En las batallas logré probarme a mí mismo, siempre excitado por mi enorme poder. La furia dominaba mis instintos, los potenciaba a niveles indescriptibles. Había gritos de dolor y malvivir, pero, salve al mundo. Eliminé la anarquía y le di un nuevo orden a la realidad. Cumplí las profecías del hombre de negro, llego a mi esa revolución que me prometió cuando lo conocí.

Pero entonces, al doblar la esquina del tiempo, apareció esa sombra tan temida; elimino de un soplo al hombre de negro, evaporándolo en el aire, y me dejó ansioso del enorme poder que me suministraba. Como un alarido de angustioso dolor la realidad se comenzó a doblar en sí misma. Los días, antaño efímeros, se tornaron largos y pesados; los segundos se hicieron días y los días siglos. El Astro Rey salía a veces por el norte y a veces, la luna ocupaba su lugar eternamente.
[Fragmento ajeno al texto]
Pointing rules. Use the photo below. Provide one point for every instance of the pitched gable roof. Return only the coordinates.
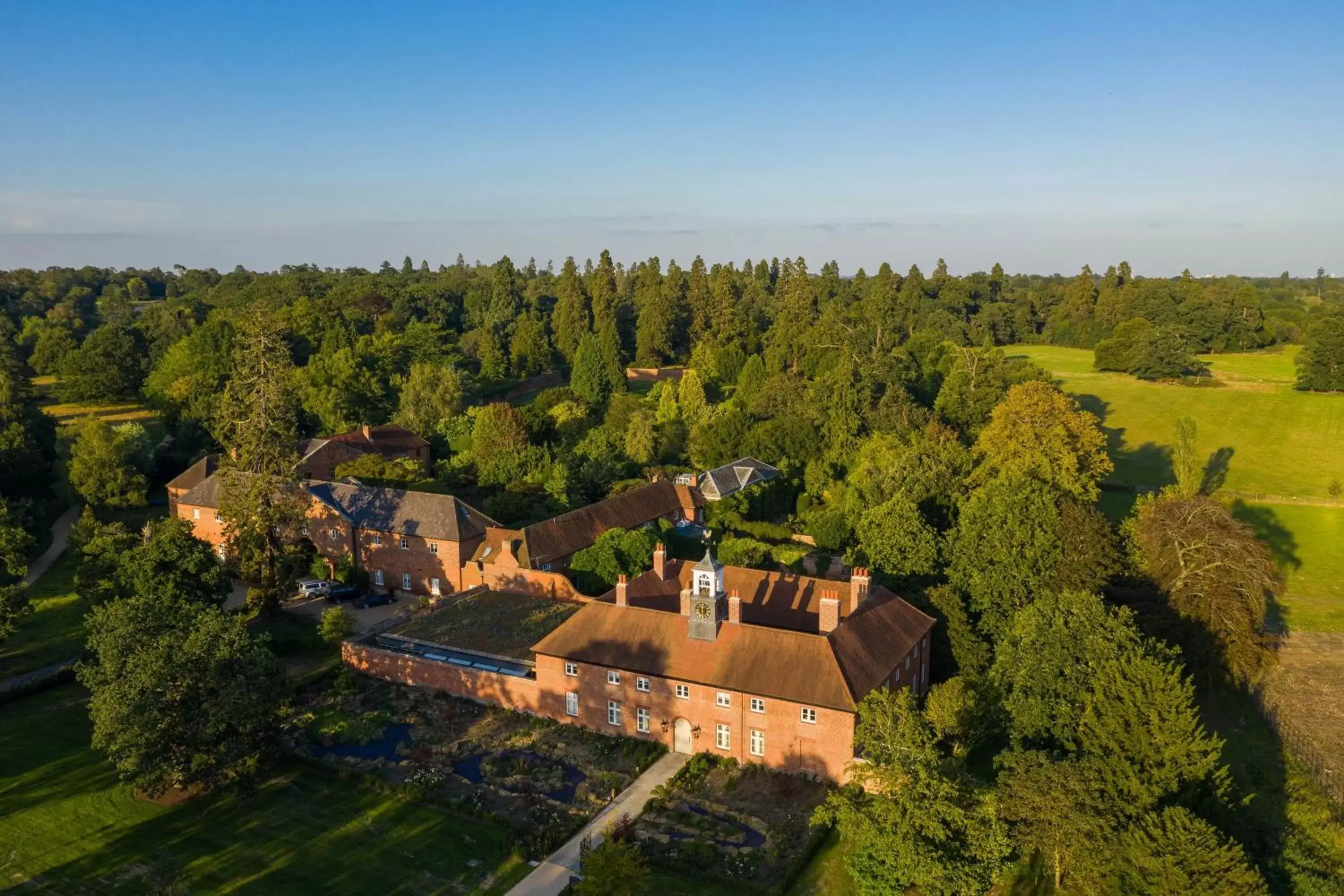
(732, 478)
(570, 532)
(775, 652)
(772, 663)
(385, 439)
(197, 473)
(422, 513)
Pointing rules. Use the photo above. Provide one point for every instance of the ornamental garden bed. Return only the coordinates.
(724, 820)
(539, 777)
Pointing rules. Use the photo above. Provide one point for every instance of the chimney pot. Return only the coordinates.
(830, 613)
(859, 582)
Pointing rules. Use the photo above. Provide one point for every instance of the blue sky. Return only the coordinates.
(1039, 135)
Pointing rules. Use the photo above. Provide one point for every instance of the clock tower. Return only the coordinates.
(707, 599)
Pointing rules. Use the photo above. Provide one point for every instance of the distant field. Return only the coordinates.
(1283, 441)
(1310, 543)
(69, 827)
(1275, 440)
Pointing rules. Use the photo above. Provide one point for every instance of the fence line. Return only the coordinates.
(1319, 766)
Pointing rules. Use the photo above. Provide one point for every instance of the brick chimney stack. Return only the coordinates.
(859, 581)
(830, 613)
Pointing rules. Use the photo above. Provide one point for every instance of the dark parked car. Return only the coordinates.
(343, 593)
(377, 599)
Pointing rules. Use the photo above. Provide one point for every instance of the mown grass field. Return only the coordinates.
(1283, 443)
(54, 630)
(69, 827)
(1273, 441)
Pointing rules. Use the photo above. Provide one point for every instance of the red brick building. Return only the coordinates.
(413, 542)
(762, 667)
(320, 457)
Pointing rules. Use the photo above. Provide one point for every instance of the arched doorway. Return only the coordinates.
(682, 737)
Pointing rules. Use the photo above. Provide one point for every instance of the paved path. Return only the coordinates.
(37, 675)
(553, 875)
(60, 536)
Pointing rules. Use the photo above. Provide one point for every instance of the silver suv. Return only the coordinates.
(314, 589)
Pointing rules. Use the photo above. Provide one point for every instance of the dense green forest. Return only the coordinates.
(1064, 731)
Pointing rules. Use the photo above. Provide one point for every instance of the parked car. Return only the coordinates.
(375, 599)
(343, 593)
(314, 587)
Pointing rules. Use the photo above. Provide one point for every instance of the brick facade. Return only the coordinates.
(823, 747)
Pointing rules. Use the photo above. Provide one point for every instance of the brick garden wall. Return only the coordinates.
(474, 684)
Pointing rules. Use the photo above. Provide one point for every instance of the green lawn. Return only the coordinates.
(1310, 546)
(69, 825)
(54, 630)
(1271, 439)
(1283, 441)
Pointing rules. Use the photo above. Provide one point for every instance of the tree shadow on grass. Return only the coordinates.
(1283, 547)
(1136, 465)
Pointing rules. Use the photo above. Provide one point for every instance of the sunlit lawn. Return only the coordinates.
(54, 630)
(1283, 443)
(68, 825)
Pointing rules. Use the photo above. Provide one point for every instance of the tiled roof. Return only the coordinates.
(401, 512)
(577, 530)
(758, 660)
(205, 493)
(197, 473)
(381, 437)
(780, 599)
(775, 652)
(732, 478)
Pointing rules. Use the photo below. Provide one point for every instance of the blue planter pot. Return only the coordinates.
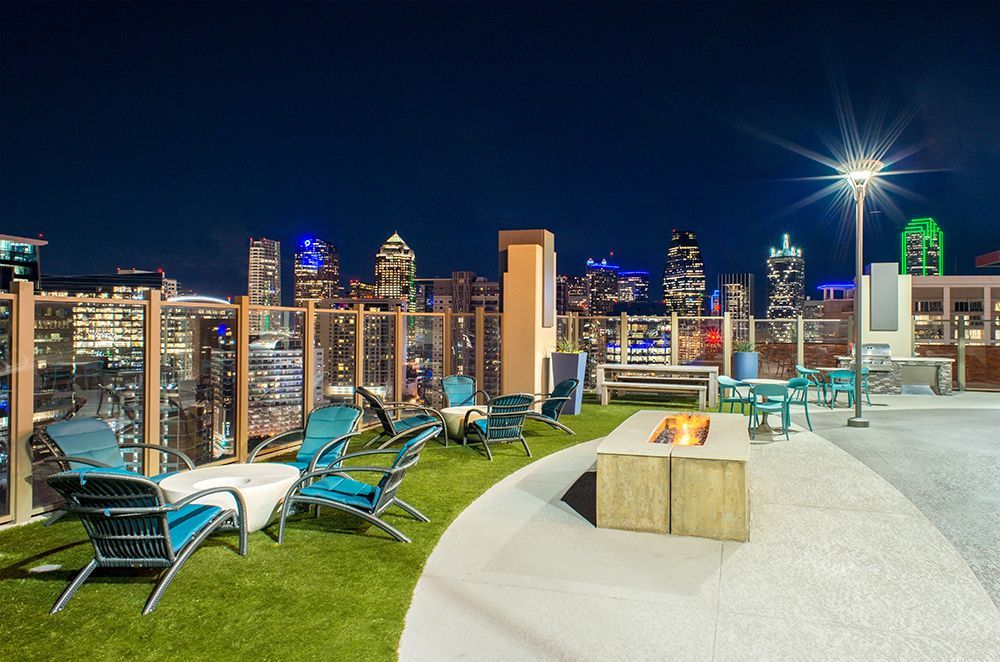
(745, 365)
(570, 366)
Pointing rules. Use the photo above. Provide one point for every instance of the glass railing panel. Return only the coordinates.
(336, 352)
(6, 373)
(277, 373)
(89, 361)
(776, 343)
(198, 382)
(423, 361)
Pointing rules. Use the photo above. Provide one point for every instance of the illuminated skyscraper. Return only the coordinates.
(786, 274)
(395, 271)
(633, 286)
(602, 284)
(921, 248)
(264, 283)
(317, 271)
(684, 275)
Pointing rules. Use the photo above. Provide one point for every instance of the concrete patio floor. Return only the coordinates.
(840, 565)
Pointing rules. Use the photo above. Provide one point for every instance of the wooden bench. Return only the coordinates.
(606, 388)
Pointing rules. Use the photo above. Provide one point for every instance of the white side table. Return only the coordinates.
(263, 487)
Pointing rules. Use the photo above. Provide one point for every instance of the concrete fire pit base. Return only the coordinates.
(685, 490)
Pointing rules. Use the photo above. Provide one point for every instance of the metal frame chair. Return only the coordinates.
(463, 389)
(391, 428)
(131, 525)
(503, 422)
(553, 404)
(324, 439)
(334, 488)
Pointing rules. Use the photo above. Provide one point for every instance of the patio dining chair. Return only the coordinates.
(503, 422)
(392, 427)
(730, 393)
(769, 399)
(815, 378)
(132, 526)
(461, 391)
(553, 404)
(328, 430)
(333, 487)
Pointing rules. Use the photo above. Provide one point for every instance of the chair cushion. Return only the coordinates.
(344, 490)
(184, 523)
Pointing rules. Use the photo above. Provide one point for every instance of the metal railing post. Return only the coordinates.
(22, 404)
(242, 437)
(151, 382)
(727, 343)
(800, 341)
(480, 371)
(309, 359)
(675, 336)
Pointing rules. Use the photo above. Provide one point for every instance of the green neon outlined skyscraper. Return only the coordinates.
(922, 248)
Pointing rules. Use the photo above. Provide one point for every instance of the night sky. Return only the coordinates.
(154, 135)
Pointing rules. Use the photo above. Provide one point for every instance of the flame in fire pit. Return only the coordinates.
(683, 430)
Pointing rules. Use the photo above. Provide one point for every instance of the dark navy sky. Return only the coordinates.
(156, 135)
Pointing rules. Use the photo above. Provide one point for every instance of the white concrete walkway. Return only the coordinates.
(840, 566)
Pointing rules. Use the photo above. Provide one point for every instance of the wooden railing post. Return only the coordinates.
(22, 404)
(151, 382)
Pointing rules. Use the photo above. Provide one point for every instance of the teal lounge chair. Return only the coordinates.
(334, 488)
(553, 403)
(328, 430)
(503, 422)
(461, 391)
(132, 526)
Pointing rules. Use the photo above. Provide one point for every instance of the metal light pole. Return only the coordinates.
(858, 179)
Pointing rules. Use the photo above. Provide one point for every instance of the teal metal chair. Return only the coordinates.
(334, 488)
(815, 378)
(419, 415)
(775, 401)
(553, 403)
(328, 430)
(461, 391)
(841, 381)
(131, 525)
(503, 422)
(729, 393)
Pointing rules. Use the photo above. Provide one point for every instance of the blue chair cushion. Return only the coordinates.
(87, 437)
(344, 490)
(187, 521)
(413, 421)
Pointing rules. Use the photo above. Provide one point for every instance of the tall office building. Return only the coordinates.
(264, 282)
(633, 286)
(602, 286)
(317, 271)
(921, 249)
(684, 275)
(395, 271)
(786, 275)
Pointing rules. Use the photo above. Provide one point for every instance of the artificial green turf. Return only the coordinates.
(332, 591)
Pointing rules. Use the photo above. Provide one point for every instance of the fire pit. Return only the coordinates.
(677, 473)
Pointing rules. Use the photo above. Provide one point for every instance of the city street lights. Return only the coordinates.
(859, 176)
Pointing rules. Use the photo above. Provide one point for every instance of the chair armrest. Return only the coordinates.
(164, 449)
(327, 446)
(268, 442)
(73, 458)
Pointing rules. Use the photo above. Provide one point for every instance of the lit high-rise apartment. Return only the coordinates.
(602, 285)
(395, 271)
(786, 275)
(633, 286)
(921, 248)
(317, 271)
(684, 275)
(264, 283)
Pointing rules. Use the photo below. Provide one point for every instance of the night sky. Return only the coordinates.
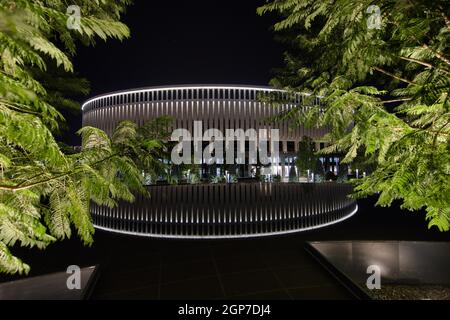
(185, 42)
(182, 42)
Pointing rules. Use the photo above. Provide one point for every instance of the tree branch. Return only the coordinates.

Solo yo era consciente del desgarro que sufrió la realidad. La gente, la maldita gente, seguía con su frenético ritmo de vida esperando que yo los salvara y que arreglara sus vidas. Seguían rezándome, como se reza a los dioses, pero ellos están condenados; condenados a idilios atemporales, a sabiduría vacía, a la muerte irremediable. Nadie salvo yo vio cómo se doblaba en sí misma la realidad.